Current conservative estimates of the economic burden of CDI are based on estimates of incidence and an incremental — per (hospitalized) patient — cost. These estimates fail to take into account the changes in demographics that are projected over the coming years. Age is a risk factor for CDI, although it is unclear whether this is an independent factor or caused by underlying confounders (such as immune senescence, comorbidities, need to stay at long-term care facilities and additional required health care). The European Union has projected that the demographic old-age dependency ratio (the ratio of those aged >65 years old to those aged 15–64 years) will increase from 27.8 to 50.1% between 2013 and 2060 (REF. 245). Similarly, US-based population projections foresee an increase in the percentage of people aged >65 years of 13.7–20.9% between 2012 and 2050 (REF. 246). On the basis of these projections, the impact of CDI is expected to become considerable in coming years.
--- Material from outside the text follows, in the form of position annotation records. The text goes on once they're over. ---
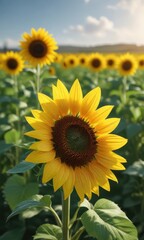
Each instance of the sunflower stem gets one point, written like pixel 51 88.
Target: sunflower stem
pixel 16 87
pixel 65 217
pixel 59 223
pixel 38 72
pixel 124 97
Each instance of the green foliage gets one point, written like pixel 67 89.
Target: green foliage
pixel 48 231
pixel 108 221
pixel 17 189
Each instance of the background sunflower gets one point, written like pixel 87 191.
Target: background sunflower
pixel 39 47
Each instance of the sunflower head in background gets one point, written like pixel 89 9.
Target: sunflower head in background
pixel 39 47
pixel 127 64
pixel 83 59
pixel 12 63
pixel 75 142
pixel 111 61
pixel 96 62
pixel 140 60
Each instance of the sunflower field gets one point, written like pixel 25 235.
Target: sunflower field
pixel 76 154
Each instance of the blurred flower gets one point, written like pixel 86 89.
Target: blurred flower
pixel 83 59
pixel 111 61
pixel 39 47
pixel 51 71
pixel 97 62
pixel 12 63
pixel 140 60
pixel 75 140
pixel 127 64
pixel 71 60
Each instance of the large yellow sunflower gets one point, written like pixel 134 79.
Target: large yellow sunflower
pixel 12 63
pixel 96 62
pixel 140 60
pixel 39 47
pixel 75 141
pixel 127 64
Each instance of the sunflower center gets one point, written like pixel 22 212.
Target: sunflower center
pixel 74 141
pixel 110 62
pixel 71 61
pixel 141 62
pixel 38 49
pixel 12 63
pixel 127 65
pixel 96 63
pixel 82 60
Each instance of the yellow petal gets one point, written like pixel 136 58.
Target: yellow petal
pixel 37 124
pixel 100 114
pixel 61 177
pixel 60 92
pixel 75 97
pixel 62 103
pixel 82 183
pixel 40 134
pixel 90 101
pixel 111 141
pixel 42 146
pixel 96 190
pixel 69 184
pixel 48 106
pixel 50 170
pixel 109 173
pixel 110 160
pixel 100 176
pixel 42 116
pixel 107 126
pixel 40 157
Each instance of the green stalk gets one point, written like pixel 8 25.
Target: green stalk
pixel 38 72
pixel 18 114
pixel 124 97
pixel 65 217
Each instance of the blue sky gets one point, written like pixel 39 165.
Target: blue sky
pixel 75 22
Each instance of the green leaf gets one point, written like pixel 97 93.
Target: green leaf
pixel 48 231
pixel 22 167
pixel 137 169
pixel 46 200
pixel 17 190
pixel 108 221
pixel 16 234
pixel 133 129
pixel 12 137
pixel 4 147
pixel 24 206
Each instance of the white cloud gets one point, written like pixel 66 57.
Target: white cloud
pixel 9 43
pixel 98 27
pixel 131 6
pixel 87 1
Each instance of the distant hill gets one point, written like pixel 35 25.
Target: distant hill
pixel 113 48
pixel 109 48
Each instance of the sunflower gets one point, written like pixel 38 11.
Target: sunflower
pixel 127 64
pixel 39 47
pixel 140 60
pixel 83 59
pixel 12 63
pixel 111 61
pixel 97 62
pixel 51 71
pixel 75 141
pixel 71 60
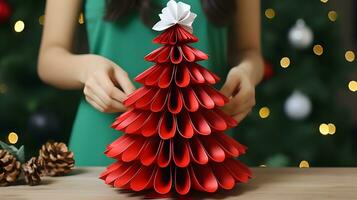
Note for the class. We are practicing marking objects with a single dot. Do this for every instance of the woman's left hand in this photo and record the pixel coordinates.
(240, 89)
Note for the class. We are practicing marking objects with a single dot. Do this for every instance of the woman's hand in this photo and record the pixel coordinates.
(106, 85)
(240, 89)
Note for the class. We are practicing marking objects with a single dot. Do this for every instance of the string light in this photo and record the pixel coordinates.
(264, 112)
(332, 15)
(331, 128)
(304, 164)
(81, 19)
(19, 26)
(324, 129)
(285, 62)
(13, 138)
(318, 50)
(3, 88)
(269, 13)
(41, 20)
(350, 56)
(352, 85)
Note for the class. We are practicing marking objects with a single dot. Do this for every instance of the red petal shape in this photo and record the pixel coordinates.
(167, 126)
(111, 168)
(143, 178)
(151, 125)
(182, 76)
(159, 101)
(229, 120)
(151, 151)
(146, 99)
(184, 125)
(138, 123)
(117, 173)
(176, 55)
(197, 151)
(190, 100)
(127, 175)
(181, 154)
(120, 145)
(229, 145)
(182, 180)
(141, 77)
(239, 171)
(196, 75)
(175, 34)
(132, 152)
(224, 178)
(188, 54)
(203, 178)
(214, 151)
(200, 124)
(218, 98)
(203, 98)
(163, 180)
(159, 55)
(133, 97)
(130, 119)
(165, 154)
(214, 120)
(175, 101)
(166, 77)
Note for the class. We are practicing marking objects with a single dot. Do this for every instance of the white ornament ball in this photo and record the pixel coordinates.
(300, 35)
(297, 106)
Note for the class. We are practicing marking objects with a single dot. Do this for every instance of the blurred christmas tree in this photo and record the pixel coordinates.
(297, 116)
(30, 111)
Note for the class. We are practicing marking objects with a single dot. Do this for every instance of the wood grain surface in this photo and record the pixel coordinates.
(267, 184)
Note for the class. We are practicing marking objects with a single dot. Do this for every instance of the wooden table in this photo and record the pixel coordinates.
(268, 184)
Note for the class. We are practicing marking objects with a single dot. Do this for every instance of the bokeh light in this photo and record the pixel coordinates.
(318, 50)
(350, 56)
(13, 138)
(304, 164)
(324, 129)
(264, 112)
(19, 26)
(352, 86)
(332, 15)
(285, 62)
(269, 13)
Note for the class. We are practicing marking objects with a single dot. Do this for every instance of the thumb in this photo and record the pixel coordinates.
(123, 79)
(230, 85)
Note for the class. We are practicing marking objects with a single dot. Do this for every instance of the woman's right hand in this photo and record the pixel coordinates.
(106, 85)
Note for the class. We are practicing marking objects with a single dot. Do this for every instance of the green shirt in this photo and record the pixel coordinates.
(126, 42)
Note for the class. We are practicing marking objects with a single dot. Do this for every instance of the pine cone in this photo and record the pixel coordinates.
(55, 159)
(32, 171)
(9, 168)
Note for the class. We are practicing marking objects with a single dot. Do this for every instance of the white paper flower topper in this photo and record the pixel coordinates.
(175, 13)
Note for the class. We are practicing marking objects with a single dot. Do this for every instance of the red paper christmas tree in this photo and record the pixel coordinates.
(174, 136)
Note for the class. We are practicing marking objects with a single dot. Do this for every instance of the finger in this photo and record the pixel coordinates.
(124, 81)
(94, 104)
(241, 116)
(110, 89)
(100, 93)
(117, 107)
(230, 86)
(93, 96)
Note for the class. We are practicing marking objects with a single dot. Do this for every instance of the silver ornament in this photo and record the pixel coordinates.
(297, 106)
(300, 35)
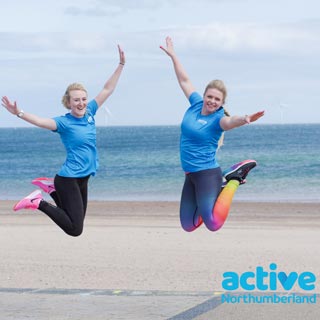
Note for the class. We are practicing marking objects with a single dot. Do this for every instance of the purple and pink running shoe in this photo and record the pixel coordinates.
(239, 171)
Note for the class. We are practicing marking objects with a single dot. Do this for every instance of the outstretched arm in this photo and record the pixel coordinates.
(182, 76)
(45, 123)
(228, 123)
(110, 85)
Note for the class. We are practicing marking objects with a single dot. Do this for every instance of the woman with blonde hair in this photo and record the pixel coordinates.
(77, 131)
(202, 127)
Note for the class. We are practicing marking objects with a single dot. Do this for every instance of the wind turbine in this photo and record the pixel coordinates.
(282, 106)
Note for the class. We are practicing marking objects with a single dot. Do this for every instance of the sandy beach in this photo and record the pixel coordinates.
(141, 246)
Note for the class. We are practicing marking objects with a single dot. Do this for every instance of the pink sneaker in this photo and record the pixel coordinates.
(46, 184)
(31, 201)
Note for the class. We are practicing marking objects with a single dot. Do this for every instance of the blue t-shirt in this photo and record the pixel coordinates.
(199, 136)
(79, 138)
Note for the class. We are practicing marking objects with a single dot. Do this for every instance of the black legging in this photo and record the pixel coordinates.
(71, 198)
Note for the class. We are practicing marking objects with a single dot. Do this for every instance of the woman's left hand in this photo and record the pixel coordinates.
(121, 56)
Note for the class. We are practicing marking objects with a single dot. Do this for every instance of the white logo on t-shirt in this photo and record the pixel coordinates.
(202, 121)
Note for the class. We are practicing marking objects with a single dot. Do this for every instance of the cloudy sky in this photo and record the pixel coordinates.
(267, 52)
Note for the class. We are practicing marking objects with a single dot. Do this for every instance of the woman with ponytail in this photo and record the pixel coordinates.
(203, 199)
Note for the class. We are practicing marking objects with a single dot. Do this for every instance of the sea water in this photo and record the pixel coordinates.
(142, 162)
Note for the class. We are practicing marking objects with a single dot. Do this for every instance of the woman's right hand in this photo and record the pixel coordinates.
(11, 107)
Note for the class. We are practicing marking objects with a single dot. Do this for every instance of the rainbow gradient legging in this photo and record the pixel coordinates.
(202, 200)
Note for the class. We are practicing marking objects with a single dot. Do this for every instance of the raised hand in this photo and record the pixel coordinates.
(11, 107)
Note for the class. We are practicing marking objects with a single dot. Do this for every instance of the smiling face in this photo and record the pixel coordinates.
(213, 99)
(77, 103)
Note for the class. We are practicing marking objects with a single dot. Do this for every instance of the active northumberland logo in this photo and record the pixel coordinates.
(264, 282)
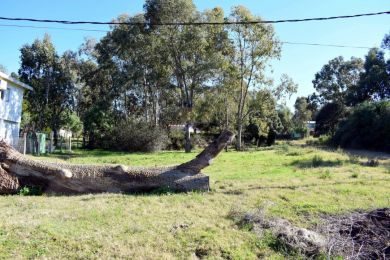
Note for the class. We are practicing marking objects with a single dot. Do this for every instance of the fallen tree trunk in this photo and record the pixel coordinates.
(17, 171)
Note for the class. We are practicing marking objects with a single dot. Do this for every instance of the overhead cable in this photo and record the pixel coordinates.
(196, 23)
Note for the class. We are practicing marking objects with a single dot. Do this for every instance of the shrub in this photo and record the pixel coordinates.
(137, 137)
(30, 191)
(367, 127)
(176, 140)
(328, 118)
(326, 175)
(317, 161)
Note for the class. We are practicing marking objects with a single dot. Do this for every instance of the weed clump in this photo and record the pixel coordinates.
(317, 161)
(30, 191)
(326, 175)
(372, 163)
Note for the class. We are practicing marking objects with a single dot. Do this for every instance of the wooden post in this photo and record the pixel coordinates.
(51, 142)
(24, 143)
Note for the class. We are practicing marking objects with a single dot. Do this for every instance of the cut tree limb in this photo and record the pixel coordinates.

Epidemiological evidence suggests that an increasing number of CDI cases is linked to populations that are generally considered to be at low risk for CDI. These community-associated infections generally affect a different demographic (younger patients) who have frequently not been exposed to antibiotics. Further studies are required to determine risk factors for community-associated CDI. As many cases of community-acquired CDI go undetected^24,27,29, more studies are required to determine its contribution to the total burden of CDI at national and international levels.

Finally, C. difficile is increasingly recognized in veterinary medicine, with highly variable disease entities in different species of animals. No information is available to date on the economic burden of CDI in the food (animal) production industry.